African Economic Outlook
- Discipline: African studies, economy
- Language: English, French, Portuguese

Publication details
- History: 2002–2017
- Publisher: African Development Bank and OECD Development Centre (France)
- Frequency: Annual

Standard abbreviations
- ISO 4: Afr. Econ. Outlook

Indexing
- ISSN: 1995-3909 (print) 1999-1029 (web)
- LCCN: 2002242033
- OCLC no.: 49280667

Links
- Journal homepage;

= African Economic Outlook =

African Economic Outlook was an annual reference book-journal which focused on the economics of most African countries. It reviewed the recent economic situation and predicted the short-term interrelated economic, social, and political evolution of all African economies. The report was published by the OECD Development Centre, the African Development Bank, the United Nations Development Programme and United Nations Economic Commission for Africa.
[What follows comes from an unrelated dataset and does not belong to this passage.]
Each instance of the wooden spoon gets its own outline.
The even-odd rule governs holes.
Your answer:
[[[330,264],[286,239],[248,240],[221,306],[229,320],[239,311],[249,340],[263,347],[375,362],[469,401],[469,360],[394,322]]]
It was established in 2002 and discontinued in 2017.

==Scope==
This annual publication covered economic policy, conditions, and outlook for most of the economies of Africa. It included macroeconomic forecasting for the current and the following year, combined with an analysis of its social and political context. Comparative synthesis of the prospects for African countries in the context of global economics is part of this periodical. Finally, a statistical appendix currently has 24 tables comparing economic and social variables across all the countries of Africa.

For example, topic coverage included the international environment, macroeconomic performances in Africa, structural changes, economic reforms, external financial flows to Africa, assessment of privatization policies, and reduction of poverty as a challenge for the future. Moreover, coverage includes governance, political issues, regional trade policies, and regional integration.